Forum Moderators: phranque
I would instead think that your problem is more of a cpu limitation as your scipts grab from the database and process the output. If you are dynamically constructing each page for each request, the biggest performance boost you can probably get is caching some of your dynamic pages. That is generating a static version and refreshing it every so often.
Choice of refresh time would vary depending on how complex your page are, number of visitors, and how often the underlying data changes.
This approach gives you a lot of flexability - not just in refesh time but also in choosing which sections of your site to cache.
I don't know precisely why it helped, but I have two theories:
1. The server was reaching the limit of the simultaneous HTTP requests it could handle.
2. The server was reaching a limit on bandwidth used during some period of time, and the ISP was throttling it down.
The first thing you should try is adding more RAM to your server - as a general rule, you should try to have more RAM than the size of your database so SQL can load the entire DB into memory (which it will do eventually anyway - commonly mistaken for a memory leak, but it's not) and still have enough RAM available to do everything else. If this is possible, it will cut down on CPU performance too because the DB will be loaded into memory and won't be wasting as much CPU horsepower using swap files.
Second thing that will help - convert everything you can to stored procedures. It will run more efficiently, and that = faster.

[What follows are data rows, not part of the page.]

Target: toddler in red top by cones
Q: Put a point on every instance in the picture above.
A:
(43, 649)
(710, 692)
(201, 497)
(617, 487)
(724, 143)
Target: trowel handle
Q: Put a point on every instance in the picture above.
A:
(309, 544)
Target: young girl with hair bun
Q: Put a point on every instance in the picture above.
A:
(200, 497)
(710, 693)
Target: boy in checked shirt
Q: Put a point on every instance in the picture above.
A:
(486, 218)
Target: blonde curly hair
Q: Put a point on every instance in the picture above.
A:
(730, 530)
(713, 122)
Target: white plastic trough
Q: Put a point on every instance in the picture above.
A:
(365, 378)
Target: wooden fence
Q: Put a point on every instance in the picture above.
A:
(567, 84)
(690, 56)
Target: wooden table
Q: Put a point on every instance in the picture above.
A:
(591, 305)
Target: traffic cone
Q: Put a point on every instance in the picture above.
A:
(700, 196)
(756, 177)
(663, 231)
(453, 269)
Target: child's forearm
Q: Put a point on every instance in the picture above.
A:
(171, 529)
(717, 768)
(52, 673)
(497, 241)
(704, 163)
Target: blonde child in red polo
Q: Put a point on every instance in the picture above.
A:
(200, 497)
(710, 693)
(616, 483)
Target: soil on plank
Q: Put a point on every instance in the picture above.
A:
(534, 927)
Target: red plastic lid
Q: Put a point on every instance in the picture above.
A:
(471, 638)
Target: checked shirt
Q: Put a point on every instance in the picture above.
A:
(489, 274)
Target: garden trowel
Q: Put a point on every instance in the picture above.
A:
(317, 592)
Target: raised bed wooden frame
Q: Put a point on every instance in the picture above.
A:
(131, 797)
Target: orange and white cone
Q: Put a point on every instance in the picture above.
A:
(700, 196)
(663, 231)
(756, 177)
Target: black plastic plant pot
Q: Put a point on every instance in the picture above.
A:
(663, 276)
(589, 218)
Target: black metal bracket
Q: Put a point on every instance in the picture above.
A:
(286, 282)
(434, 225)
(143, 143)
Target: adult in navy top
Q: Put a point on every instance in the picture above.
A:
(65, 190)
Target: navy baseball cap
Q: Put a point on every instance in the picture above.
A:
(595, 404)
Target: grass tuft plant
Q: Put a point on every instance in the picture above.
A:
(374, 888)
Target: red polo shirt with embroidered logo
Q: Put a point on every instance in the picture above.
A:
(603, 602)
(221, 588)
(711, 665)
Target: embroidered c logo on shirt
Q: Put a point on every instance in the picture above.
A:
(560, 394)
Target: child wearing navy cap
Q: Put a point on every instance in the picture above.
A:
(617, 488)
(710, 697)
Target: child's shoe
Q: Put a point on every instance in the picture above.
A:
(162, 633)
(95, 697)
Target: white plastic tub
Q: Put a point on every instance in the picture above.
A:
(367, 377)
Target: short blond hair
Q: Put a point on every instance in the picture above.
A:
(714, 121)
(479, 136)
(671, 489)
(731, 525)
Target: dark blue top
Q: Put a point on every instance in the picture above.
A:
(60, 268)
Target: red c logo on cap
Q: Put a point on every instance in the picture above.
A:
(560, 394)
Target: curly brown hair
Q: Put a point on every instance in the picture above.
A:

Take a look at your table structure and make sure you're using the most suitable data type for each field. Use numbers vs. text whenever possible (including varchar/nvarchar) because those will take up more space in the DB and and take longer to search than numbers do.
Also make sure you're doing all of the little things like closing your database connection, trimming requests before they're sent to SQL server, and that you're running the latest ODBC drivers to connect to the data.
There are so many little things you can do to SQL to increase performance. I currently run a database that's about 8 GB in size, receives about 300,000 INSERT statements a day, and is constantly being accessed to both insert and display data. It runs just as well now with hundreds of millions of records in the DB as it did when I had 10 records, and that's just a dual 800 Mhz machine.
Serving every request grabs an Apache instance from the pool and keeps it busy until the last byte is sent to the user. Spending server instances fully loaded with PHP/mod_perl/whatnot on serving static content is a giant waste of memory that could otherwise be spent on larger disk cache and database buffers. And having cache and buffers large enought is often critical for good performance of DB-driven web apps.